= Bill Boysen =

American glass artist (1936–2020)

Bill Boysen (January 23, 1936 – April 28, 2020) was an American artist, specializing in the use of glass to produce three-dimensional artworks.

==Early life and education==
Bill Boysen was born on January 23, 1936, the son of Emil and Erna Boysen of Foster, Washington.

Both Boysen and glass artist Dale Chihuly studied under Harvey Littleton at the University of Wisconsin. Littleton and Dominick Labino are widely credited with co-founding the studio glass movement in 1962 when they demonstrated glassblowing using "a small-scale glass furnace at the Toledo Museum of Art in Toledo, Ohio."

== Career ==
In 1965, when Bill Brown was the director at the well-known Penland School of Crafts, he asked Boysen, then professor emeritus at Southern Illinois University Carbondale, to set up a glass studio at the facility and offer courses during their summer term. This early enthusiasm for studio glass led Penland "to become the site of the founding of the Glass Art Society in the early 1970s."

Boysen traveled to Australia in 1974, where he promoted glass artistry by presenting a "revolutionary demonstration of glass blowing" to a gathering of around 250 attendees. Boysen's mobile studio toured eight eastern states' venues in 1974. Boysen's visit is credited with helping "inspire a generation of [Australian] artists to work with glass, and eventually led to the creation of the National Art Glass Collection" in Wagga Wagga, Australia. This important collection includes over 450 works of art and is "the most comprehensive public collection of Australian studio glass anywhere."
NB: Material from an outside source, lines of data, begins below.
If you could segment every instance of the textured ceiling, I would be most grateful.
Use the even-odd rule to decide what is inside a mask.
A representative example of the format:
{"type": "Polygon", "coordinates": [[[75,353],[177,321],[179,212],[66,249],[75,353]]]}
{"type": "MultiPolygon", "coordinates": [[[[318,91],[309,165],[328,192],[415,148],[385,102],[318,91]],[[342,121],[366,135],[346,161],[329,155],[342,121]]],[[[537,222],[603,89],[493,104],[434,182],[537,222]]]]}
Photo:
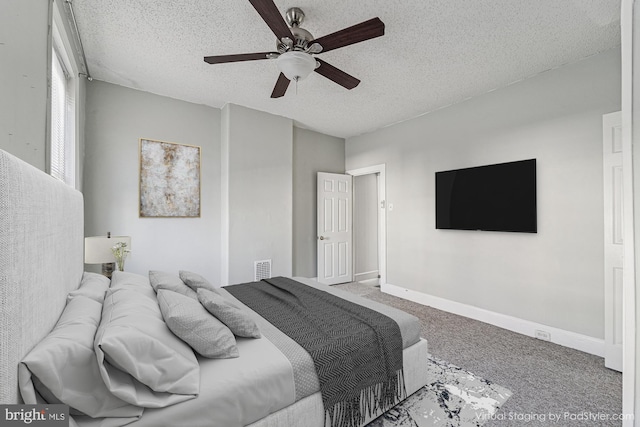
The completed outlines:
{"type": "Polygon", "coordinates": [[[73,0],[92,77],[221,108],[238,104],[350,137],[619,45],[619,0],[275,0],[316,38],[373,17],[383,37],[318,55],[362,80],[311,73],[269,96],[275,61],[209,65],[207,55],[271,51],[246,0],[73,0]]]}

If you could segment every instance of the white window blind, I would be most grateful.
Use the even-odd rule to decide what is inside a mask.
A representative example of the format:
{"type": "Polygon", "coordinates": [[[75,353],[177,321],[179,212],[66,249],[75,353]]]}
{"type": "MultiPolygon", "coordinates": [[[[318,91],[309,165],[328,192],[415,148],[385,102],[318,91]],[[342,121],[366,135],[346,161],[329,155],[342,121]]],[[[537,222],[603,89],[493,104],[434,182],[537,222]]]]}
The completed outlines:
{"type": "Polygon", "coordinates": [[[75,103],[71,77],[57,49],[51,64],[51,149],[49,173],[75,187],[75,103]]]}

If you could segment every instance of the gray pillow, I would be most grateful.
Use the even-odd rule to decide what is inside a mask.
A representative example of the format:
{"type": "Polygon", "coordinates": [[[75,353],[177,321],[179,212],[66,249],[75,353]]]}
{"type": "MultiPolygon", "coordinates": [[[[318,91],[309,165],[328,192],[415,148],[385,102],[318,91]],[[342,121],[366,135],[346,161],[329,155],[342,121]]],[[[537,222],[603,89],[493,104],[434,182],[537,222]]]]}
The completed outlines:
{"type": "Polygon", "coordinates": [[[199,302],[176,292],[158,291],[160,311],[167,326],[204,357],[238,357],[236,339],[225,325],[210,315],[199,302]]]}
{"type": "Polygon", "coordinates": [[[251,316],[223,296],[206,289],[198,289],[198,299],[209,313],[227,325],[237,336],[260,338],[258,325],[251,316]]]}
{"type": "Polygon", "coordinates": [[[193,350],[171,333],[158,301],[139,291],[107,291],[94,349],[107,388],[126,402],[163,408],[200,392],[193,350]]]}
{"type": "Polygon", "coordinates": [[[142,408],[111,394],[100,376],[93,338],[101,313],[102,304],[90,298],[69,301],[54,329],[18,366],[25,403],[64,403],[71,413],[118,417],[122,424],[140,417],[142,408]]]}
{"type": "Polygon", "coordinates": [[[109,279],[102,274],[85,271],[82,274],[80,287],[75,291],[69,292],[67,302],[77,296],[84,296],[102,304],[104,302],[104,294],[109,289],[109,283],[109,279]]]}
{"type": "Polygon", "coordinates": [[[163,271],[150,271],[149,281],[151,282],[151,286],[153,286],[153,290],[156,292],[160,289],[166,289],[168,291],[188,296],[194,300],[198,300],[198,295],[195,290],[185,285],[184,282],[174,274],[165,273],[163,271]]]}
{"type": "Polygon", "coordinates": [[[180,279],[182,279],[182,281],[187,286],[189,286],[191,289],[193,289],[196,292],[198,291],[198,289],[204,288],[211,292],[218,293],[216,288],[211,283],[209,283],[207,279],[205,279],[199,274],[192,273],[190,271],[180,270],[180,279]]]}

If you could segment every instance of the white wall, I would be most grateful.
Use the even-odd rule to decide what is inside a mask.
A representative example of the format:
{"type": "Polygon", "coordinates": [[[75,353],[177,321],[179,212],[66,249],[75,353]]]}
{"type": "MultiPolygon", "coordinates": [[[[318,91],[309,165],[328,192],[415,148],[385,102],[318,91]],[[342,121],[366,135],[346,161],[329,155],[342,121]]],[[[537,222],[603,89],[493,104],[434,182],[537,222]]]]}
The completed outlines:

Boysen started the glassblowing program at SIUC's School of Art and Design in 1966, developing the curriculum and recruiting students and future artists. For decades, Boysen travelled the United States with students using a mobile studio to demonstrate glass blowing techniques to crowds at art fairs and other venues. While representing the glass program at Southern Illinois University at Carbondale, Boysen viewed these demonstrations as a way of "spreading the gospel of glass".

Students in the program named the original mobile studio "Aunt Gladys," and it remained one of only a few mobile glassblowing studios in the country until it was replaced by "Aunt Gladys 2" in the early 2000s. In an interview, Boysen explains the name, "We thought (the vehicle's) character was more like an aunt in the family that might come over on the weekend, bring some exciting stories, teach some new ideas and then in the blink of an eye, she's gone again. We thought of a name that was close to glass, and Gladys was as close as we came for a female name." Boysen designed and constructed the mobile glassblowing studio in 1969, and "Aunt Gladys" made "its first public out-of-state demonstration in 1972 at Spring Arbor College, Michigan."

==Exhibitions==
Boysen's work has been widely exhibited, including showings at the Executive Mansion in Springfield, Illinois.

==Death==
Boysen died on April 28, 2020, survived by his wife, Marilyn, son Trent Boysen, and daughter Kendall Boysen.